TV-loving Brits slow to recycle old sets
Despite being able to watch TV on laptops, smartphones and tablets, Brits still prefer to enjoy their favourite shows on a television set, new research has revealed.
Indeed, almost half (49 per cent) of UK households own at least five TVs, according to a survey carried out by WEEE producer compliance scheme Repic. But it also showed that we Brits are still lagging behind when it comes to recycling old TVs.
Flat-screen and HD TVs are the most popular choice, with 64 per cent of people surveyed owning at least one. LCD and LED technology accounted for almost a fifth (19 per cent).

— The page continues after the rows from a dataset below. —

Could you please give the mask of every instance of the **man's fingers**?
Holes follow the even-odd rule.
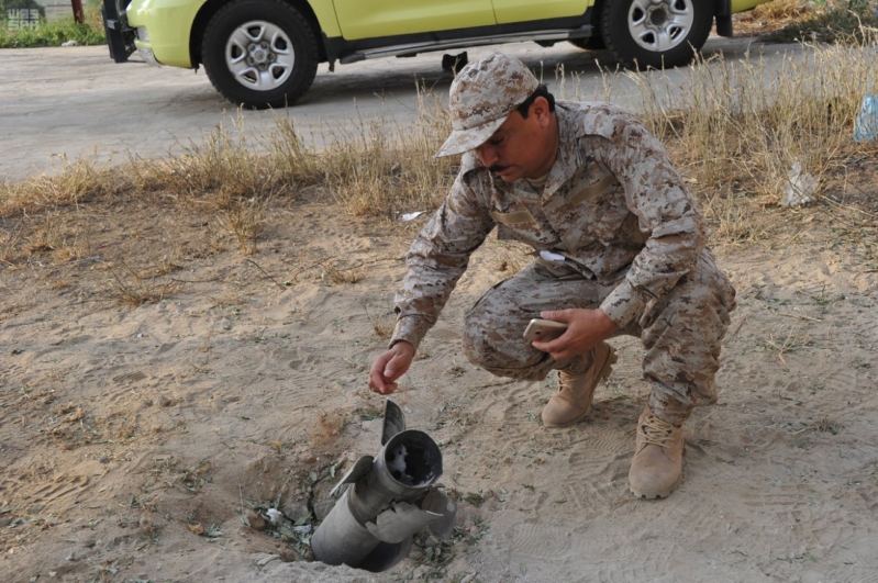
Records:
[[[570,310],[546,310],[540,312],[540,317],[543,319],[552,319],[555,322],[570,322]]]

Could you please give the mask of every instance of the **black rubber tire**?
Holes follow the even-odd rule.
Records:
[[[670,5],[689,4],[693,10],[692,23],[675,38],[675,46],[667,51],[647,49],[635,41],[629,25],[629,13],[637,0],[607,0],[601,14],[601,35],[607,47],[629,68],[670,68],[687,65],[700,51],[710,35],[713,24],[713,2],[704,0],[666,0]]]
[[[597,31],[588,38],[571,38],[568,43],[586,51],[601,51],[607,48],[607,43],[603,42],[603,37],[600,32]]]
[[[226,64],[226,44],[243,24],[263,21],[280,29],[292,44],[289,77],[277,87],[257,90],[240,82]],[[210,82],[237,105],[254,109],[292,105],[314,82],[319,52],[316,35],[302,14],[282,0],[235,0],[221,8],[208,23],[201,55]]]

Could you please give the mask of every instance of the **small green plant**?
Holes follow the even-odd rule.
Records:
[[[0,15],[0,48],[60,46],[68,41],[76,41],[79,45],[107,44],[100,12],[86,10],[85,16],[85,22],[75,22],[73,14],[54,22],[41,19],[36,27],[11,30],[3,12]]]

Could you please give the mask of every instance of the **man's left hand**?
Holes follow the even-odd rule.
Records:
[[[543,312],[540,317],[567,324],[567,332],[554,340],[533,343],[534,348],[548,352],[555,360],[585,355],[616,330],[615,323],[600,310],[557,310]]]

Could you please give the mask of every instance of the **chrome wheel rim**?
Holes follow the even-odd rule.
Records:
[[[235,80],[247,89],[271,91],[292,75],[296,52],[290,37],[279,26],[254,20],[229,36],[225,65]]]
[[[652,53],[682,44],[694,22],[693,0],[634,0],[629,9],[629,32]]]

Surprisingly, chunky old CVRT TVs and black-and-white TVs are still being watched, with six per cent of over-60s using them for their main household screen. Liverpudlians were found to be the most attached to retro viewing, with one-in-10 (9.8 per cent) still watching TV this way.

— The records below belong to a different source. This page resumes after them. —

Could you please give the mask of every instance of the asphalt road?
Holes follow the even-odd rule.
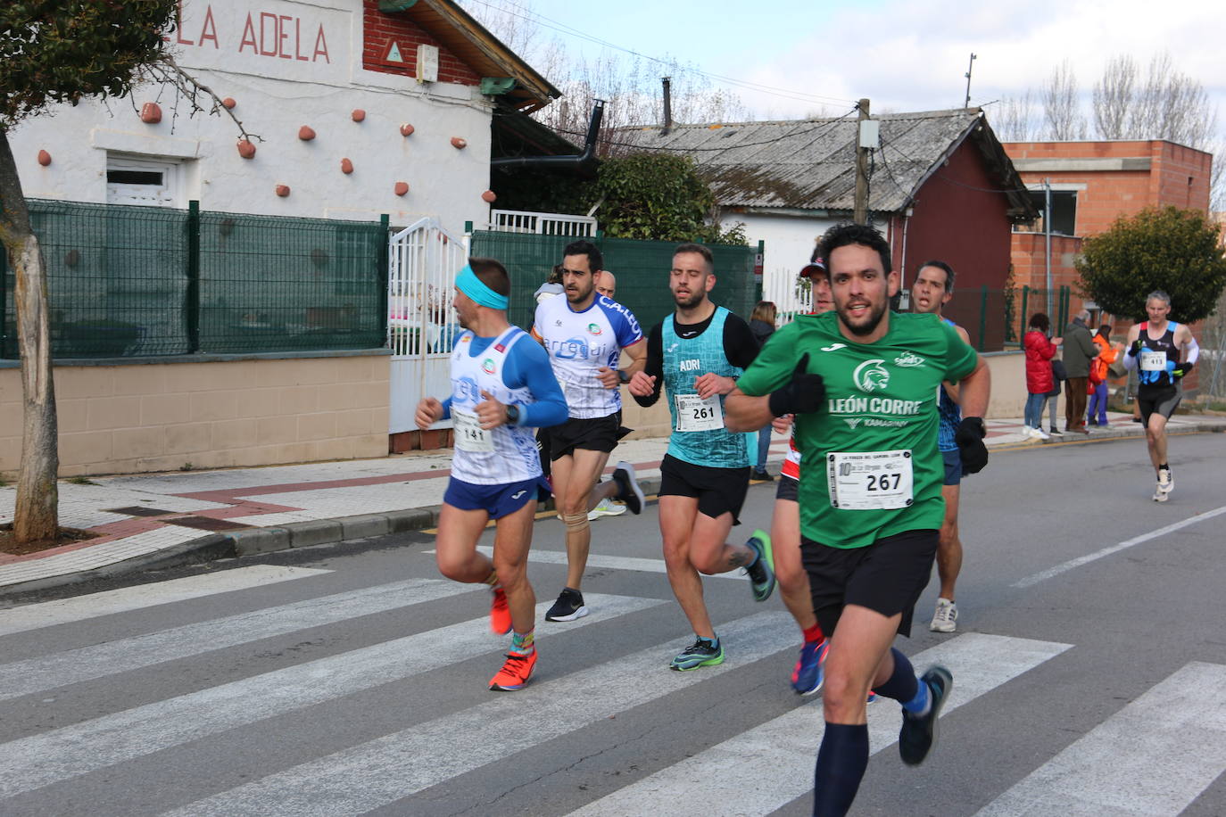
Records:
[[[955,695],[918,769],[870,707],[856,815],[1226,813],[1226,436],[996,451],[964,483]],[[750,489],[736,535],[769,522]],[[1194,518],[1200,514],[1200,518]],[[727,660],[693,641],[656,506],[593,524],[592,615],[541,621],[519,693],[483,590],[439,581],[432,538],[389,537],[48,594],[0,611],[0,813],[808,815],[820,696],[787,686],[782,604],[709,578]],[[488,544],[488,543],[487,543]],[[542,610],[562,525],[537,525]],[[553,559],[550,560],[550,556]]]

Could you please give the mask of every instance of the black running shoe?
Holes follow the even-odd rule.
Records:
[[[586,615],[587,608],[584,606],[584,594],[566,587],[563,588],[560,594],[558,594],[558,600],[553,603],[552,608],[549,608],[549,612],[544,614],[544,620],[574,621],[575,619],[582,619]]]
[[[949,691],[954,688],[954,676],[939,664],[928,668],[920,676],[921,683],[928,685],[928,695],[932,697],[932,706],[928,714],[912,715],[906,709],[902,710],[902,730],[899,731],[899,755],[907,766],[920,766],[932,751],[932,745],[937,742],[937,717],[940,708],[945,706]]]
[[[613,481],[618,486],[617,499],[625,502],[625,506],[630,508],[630,513],[635,516],[642,513],[642,506],[646,503],[647,497],[642,495],[642,489],[639,488],[639,481],[634,476],[634,465],[624,459],[619,462],[613,470]]]

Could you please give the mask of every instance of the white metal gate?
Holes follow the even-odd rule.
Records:
[[[449,359],[460,334],[451,309],[456,272],[468,260],[465,241],[423,218],[391,236],[387,247],[387,347],[391,349],[389,434],[417,429],[423,397],[451,392]],[[444,420],[433,427],[450,427]]]

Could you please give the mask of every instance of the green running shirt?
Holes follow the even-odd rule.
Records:
[[[779,329],[737,381],[761,397],[792,380],[804,353],[826,397],[796,418],[801,532],[834,548],[864,548],[907,530],[938,529],[944,461],[937,450],[937,394],[978,361],[935,315],[894,312],[870,344],[839,332],[837,315],[801,315]],[[834,486],[834,490],[831,490]]]

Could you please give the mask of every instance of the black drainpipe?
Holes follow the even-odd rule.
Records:
[[[579,156],[517,156],[490,159],[489,165],[492,168],[577,168],[596,157],[596,136],[601,131],[601,119],[603,118],[604,100],[597,99],[592,105],[592,121],[587,125],[584,152]]]

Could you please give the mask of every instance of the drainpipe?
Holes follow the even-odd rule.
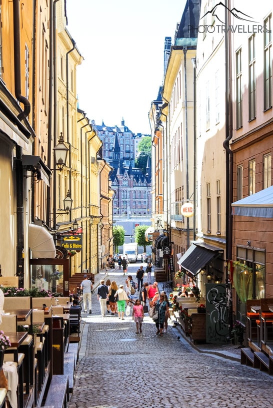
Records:
[[[15,95],[19,102],[24,105],[23,112],[17,117],[20,120],[26,118],[30,112],[30,101],[22,94],[21,91],[21,55],[20,53],[20,0],[13,0],[14,6],[14,71]]]
[[[52,120],[53,118],[52,115],[52,107],[53,107],[53,0],[50,0],[50,49],[49,49],[49,78],[48,78],[48,165],[49,168],[51,168],[51,154],[52,154],[52,143],[51,140],[52,138]],[[55,164],[55,163],[54,163]],[[55,171],[53,170],[53,182],[56,181],[56,177],[54,176]],[[53,195],[55,194],[54,192],[54,184],[53,185]],[[46,224],[48,225],[50,225],[50,192],[51,186],[48,186],[46,187]],[[54,214],[54,225],[56,225],[56,212],[53,209]],[[54,228],[54,229],[55,229]]]
[[[17,248],[16,275],[19,277],[19,288],[24,288],[24,178],[22,166],[22,148],[16,145],[16,217]]]
[[[57,46],[56,40],[56,2],[59,0],[54,0],[53,1],[53,31],[52,33],[53,38],[53,66],[52,66],[52,74],[53,74],[53,92],[54,92],[54,108],[53,108],[53,140],[54,146],[56,146],[57,144],[57,132],[58,132],[58,88],[57,88]],[[63,129],[64,130],[64,129]],[[51,151],[50,152],[51,155]],[[56,172],[55,170],[56,168],[56,163],[55,163],[55,158],[54,160],[54,171],[53,171],[53,229],[56,229],[56,183],[57,183],[57,175]],[[69,164],[70,167],[70,163]],[[71,183],[70,180],[69,190],[71,192]],[[70,222],[71,222],[71,211],[70,212]]]
[[[184,53],[184,97],[185,98],[185,145],[186,148],[186,194],[188,200],[188,92],[186,88],[186,47],[183,47]],[[186,218],[187,249],[190,248],[190,219]]]
[[[70,143],[70,134],[69,134],[69,89],[68,89],[68,55],[70,52],[75,49],[76,42],[74,39],[72,39],[73,46],[66,52],[66,140],[69,145],[69,185],[70,191],[71,191],[71,184],[72,184],[72,171],[71,171],[71,144]],[[70,221],[71,221],[71,212],[70,213]],[[82,251],[81,251],[82,253]]]
[[[36,76],[36,7],[37,5],[36,0],[33,0],[33,43],[32,47],[32,127],[35,129],[35,120],[36,119],[35,116],[35,103],[36,103],[36,83],[35,78]],[[32,154],[35,154],[35,144],[34,143],[32,145]],[[34,188],[32,188],[32,205],[31,205],[31,220],[33,222],[34,221]],[[48,224],[48,225],[49,224]]]

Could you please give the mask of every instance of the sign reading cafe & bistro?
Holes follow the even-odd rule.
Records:
[[[61,245],[68,251],[82,251],[82,235],[62,235]]]

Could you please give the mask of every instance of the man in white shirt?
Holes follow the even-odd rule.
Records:
[[[91,307],[91,291],[93,289],[93,285],[91,281],[87,278],[87,275],[84,275],[84,280],[80,284],[80,289],[82,292],[82,297],[84,299],[84,313],[87,313],[87,311],[89,309],[89,313],[92,313]]]

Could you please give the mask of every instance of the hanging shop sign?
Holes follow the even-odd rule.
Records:
[[[185,203],[181,207],[181,213],[184,217],[190,218],[194,215],[194,205],[192,203]]]
[[[82,251],[82,235],[62,235],[61,246],[68,251]]]

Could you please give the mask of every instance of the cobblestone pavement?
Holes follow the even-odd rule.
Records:
[[[135,276],[138,266],[130,265],[129,274]],[[100,274],[96,282],[104,278]],[[109,278],[118,284],[124,280],[118,270]],[[96,293],[92,314],[83,316],[69,408],[272,407],[272,377],[238,361],[200,353],[176,329],[169,327],[158,337],[146,317],[142,334],[136,334],[132,313],[124,321],[101,317]],[[205,346],[203,351],[209,353]]]

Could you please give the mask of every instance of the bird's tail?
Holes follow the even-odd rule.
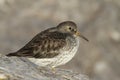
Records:
[[[17,56],[17,53],[16,53],[16,52],[14,52],[14,53],[9,53],[9,54],[7,54],[6,56],[9,56],[9,57],[11,57],[11,56]]]

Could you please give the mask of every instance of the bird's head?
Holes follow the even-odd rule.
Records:
[[[80,32],[77,29],[77,25],[72,21],[62,22],[57,26],[57,28],[60,32],[69,33],[74,36],[79,36],[79,37],[83,38],[84,40],[88,41],[88,39],[86,37],[84,37],[82,34],[80,34]]]

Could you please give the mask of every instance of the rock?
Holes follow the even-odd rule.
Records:
[[[1,57],[0,80],[88,80],[88,77],[65,69],[38,68],[26,58]]]

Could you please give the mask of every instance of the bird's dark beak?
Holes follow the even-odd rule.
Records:
[[[89,41],[86,37],[84,37],[82,34],[80,34],[80,32],[76,32],[76,35],[77,36],[79,36],[79,37],[81,37],[81,38],[83,38],[84,40],[86,40],[86,41]]]

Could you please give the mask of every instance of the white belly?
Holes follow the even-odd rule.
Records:
[[[79,38],[76,38],[77,45],[74,46],[70,51],[61,51],[62,53],[54,58],[28,58],[31,62],[35,63],[40,67],[56,67],[60,65],[64,65],[69,62],[76,54],[79,48]]]

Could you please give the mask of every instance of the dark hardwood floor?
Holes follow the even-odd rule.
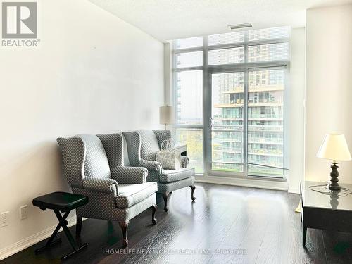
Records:
[[[116,222],[83,222],[81,240],[87,249],[67,263],[351,263],[352,234],[308,229],[301,246],[300,215],[294,209],[299,196],[285,191],[197,184],[195,203],[191,190],[174,191],[169,211],[163,203],[151,225],[151,209],[130,221],[129,246],[122,247]],[[70,228],[73,234],[75,227]],[[38,243],[2,261],[55,263],[68,253],[61,244],[36,256]]]

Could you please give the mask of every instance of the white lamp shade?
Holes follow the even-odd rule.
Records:
[[[351,157],[345,136],[341,134],[327,134],[318,151],[317,157],[336,161],[350,161]]]
[[[161,106],[159,108],[160,123],[171,125],[174,122],[174,111],[172,106]]]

Screen sizes matter, with 41 per cent of the people surveyed saying their TV screen size was between 40 to 49in. While 17 per cent said they opted for a minimum screen size of 50in. These were particularly popular in Scotland, where a fifth opted for screens above 50 inches – 22 per cent in Glasgow and 28 per cent in Edinburgh.
The research revealed that people tend to be a little cautious when replacing TVs, with just under half (49 per cent) only swopping a TV when it breaks. However, Londoners are the most likely to upgrade to the latest model, with 31 per cent upgrading when something new comes along.
More than two-thirds (67 per cent) of homeowners said they had at least one broken TV in their home collecting dust. But when it comes to recycling these, a third of people said they wished they knew more and 15 per cent admitted they had no idea which electricals, including TVs, could be recycled.
Dr Philip Morton (pictured), chief executive of Repic, said: “Surveys such as these provide us with useful insight. It isn’t surprising that we’re increasingly collecting TVs, but for Repic the important message to stress is that old and broken TVs need to be recycled through the correct channels. Reuse is something that should be considered too. If they aren’t being used, and if they are in good working condition, they could be passed on to someone else or donated to a reuse centre.”
Repic is responsible for funding the recycling of many of the six million or so end-of-life TVs discarded in the UK each year.